In the following script, I'm finding that the jobs launched by GridSearchCV seem to hang.
import json
import pandas as pd
import numpy as np
import unicodedata
import re
from sklearn.pipeline import Pipeline
from sklearn.feature_extraction.text import CountVectorizer
from sklearn.feature_extraction.text import TfidfTransformer
from sklearn.decomposition import TruncatedSVD
from sklearn.linear_model import SGDClassifier
import sklearn.cross_validation as CV
from sklearn.grid_search import GridSearchCV
from nltk.stem import WordNetLemmatizer
# Seed for randomization. Set to some definite integer for debugging and set to None for production
seed = None
### Text processing functions ###
def normalize(string):#Remove diacritics and whatevs
return "".join(ch.lower() for ch in unicodedata.normalize('NFD', string) if not unicodedata.combining(ch))
wnl = WordNetLemmatizer()
def tokenize(string):#Ignores special characters and punct
return [wnl.lemmatize(token) for token in re.compile('\w\w+').findall(string)]
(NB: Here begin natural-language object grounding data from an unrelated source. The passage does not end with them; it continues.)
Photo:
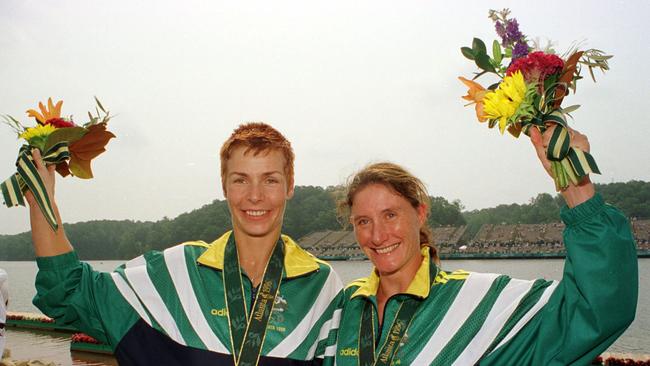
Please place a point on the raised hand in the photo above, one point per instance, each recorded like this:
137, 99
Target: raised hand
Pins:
46, 241
574, 194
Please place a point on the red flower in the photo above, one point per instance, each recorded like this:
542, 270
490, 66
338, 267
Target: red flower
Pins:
59, 122
537, 66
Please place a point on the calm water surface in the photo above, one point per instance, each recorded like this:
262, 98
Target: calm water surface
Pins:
55, 346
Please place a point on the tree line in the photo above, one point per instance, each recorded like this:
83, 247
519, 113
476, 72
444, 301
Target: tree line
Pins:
311, 209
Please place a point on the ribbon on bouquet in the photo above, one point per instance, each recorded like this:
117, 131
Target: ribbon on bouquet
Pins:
568, 163
27, 178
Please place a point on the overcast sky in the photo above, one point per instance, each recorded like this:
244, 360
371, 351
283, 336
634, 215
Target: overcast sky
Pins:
348, 82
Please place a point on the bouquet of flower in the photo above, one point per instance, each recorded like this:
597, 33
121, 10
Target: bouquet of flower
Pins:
530, 91
61, 142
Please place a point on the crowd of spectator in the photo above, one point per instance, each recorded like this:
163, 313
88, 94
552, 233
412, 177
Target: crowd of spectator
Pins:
491, 239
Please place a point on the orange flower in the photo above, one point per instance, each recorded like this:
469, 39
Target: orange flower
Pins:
475, 95
52, 111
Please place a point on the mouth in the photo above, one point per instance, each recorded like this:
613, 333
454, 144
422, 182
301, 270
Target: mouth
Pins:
388, 249
256, 213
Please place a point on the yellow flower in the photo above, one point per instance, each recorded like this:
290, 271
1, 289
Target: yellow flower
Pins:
502, 103
52, 111
475, 94
36, 136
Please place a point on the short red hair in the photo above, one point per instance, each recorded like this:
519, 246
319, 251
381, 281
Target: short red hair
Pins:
257, 137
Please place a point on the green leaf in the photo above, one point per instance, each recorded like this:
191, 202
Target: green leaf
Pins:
478, 74
483, 61
496, 52
570, 108
478, 46
467, 52
70, 134
100, 105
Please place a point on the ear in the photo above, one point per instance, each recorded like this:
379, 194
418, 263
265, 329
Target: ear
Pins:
422, 211
290, 189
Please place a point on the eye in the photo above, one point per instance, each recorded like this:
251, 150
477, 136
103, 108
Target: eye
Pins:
362, 221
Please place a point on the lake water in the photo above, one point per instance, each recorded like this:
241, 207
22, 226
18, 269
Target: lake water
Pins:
55, 347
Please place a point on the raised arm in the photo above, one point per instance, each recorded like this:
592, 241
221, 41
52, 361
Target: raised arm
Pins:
47, 243
596, 299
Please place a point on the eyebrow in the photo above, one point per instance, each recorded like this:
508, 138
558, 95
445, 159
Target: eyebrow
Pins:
264, 174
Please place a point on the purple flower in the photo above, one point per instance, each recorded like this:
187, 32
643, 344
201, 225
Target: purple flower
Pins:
520, 50
512, 31
501, 30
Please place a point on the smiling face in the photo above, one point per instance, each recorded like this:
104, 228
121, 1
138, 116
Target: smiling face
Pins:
256, 188
387, 227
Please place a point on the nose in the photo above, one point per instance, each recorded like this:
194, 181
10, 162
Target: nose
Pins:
255, 193
378, 234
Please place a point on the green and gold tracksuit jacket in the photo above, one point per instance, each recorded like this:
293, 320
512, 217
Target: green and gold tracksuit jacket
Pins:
168, 308
467, 318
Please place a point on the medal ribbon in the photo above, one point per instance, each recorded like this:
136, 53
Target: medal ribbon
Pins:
247, 331
27, 178
567, 163
394, 337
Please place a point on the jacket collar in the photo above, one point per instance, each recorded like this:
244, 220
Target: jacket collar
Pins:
419, 286
297, 262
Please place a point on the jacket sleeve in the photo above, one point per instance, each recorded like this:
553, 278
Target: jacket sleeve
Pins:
75, 295
594, 302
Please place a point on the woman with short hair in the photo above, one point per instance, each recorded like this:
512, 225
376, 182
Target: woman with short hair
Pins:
411, 312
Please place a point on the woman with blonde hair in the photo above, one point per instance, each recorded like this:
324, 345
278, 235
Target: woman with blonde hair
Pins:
411, 312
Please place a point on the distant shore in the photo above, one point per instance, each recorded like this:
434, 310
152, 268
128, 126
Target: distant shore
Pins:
448, 256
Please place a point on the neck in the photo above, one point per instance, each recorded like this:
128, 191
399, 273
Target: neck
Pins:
398, 282
254, 254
def ngrammer(tokens):#Gets all grams in each ingredient
max_n = 2
return [":".join(tokens[idx:idx+n]) for n in np.arange(1,1 + min(max_n,len(tokens))) for idx in range(len(tokens) + 1 - n)]
print("Importing training data...")
with open('/Users/josh/dev/kaggle/whats-cooking/data/train.json','rt') as file:
recipes_train_json = json.load(file)
# Build the grams for the training data
print('\nBuilding n-grams from input data...')
for recipe in recipes_train_json:
recipe['grams'] = [term for ingredient in recipe['ingredients'] for term in ngrammer(tokenize(normalize(ingredient)))]
# Build vocabulary from training data grams.
vocabulary = list({gram for recipe in recipes_train_json for gram in recipe['grams']})
# Stuff everything into a dataframe.
ids_index = pd.Index([recipe['id'] for recipe in recipes_train_json],name='id')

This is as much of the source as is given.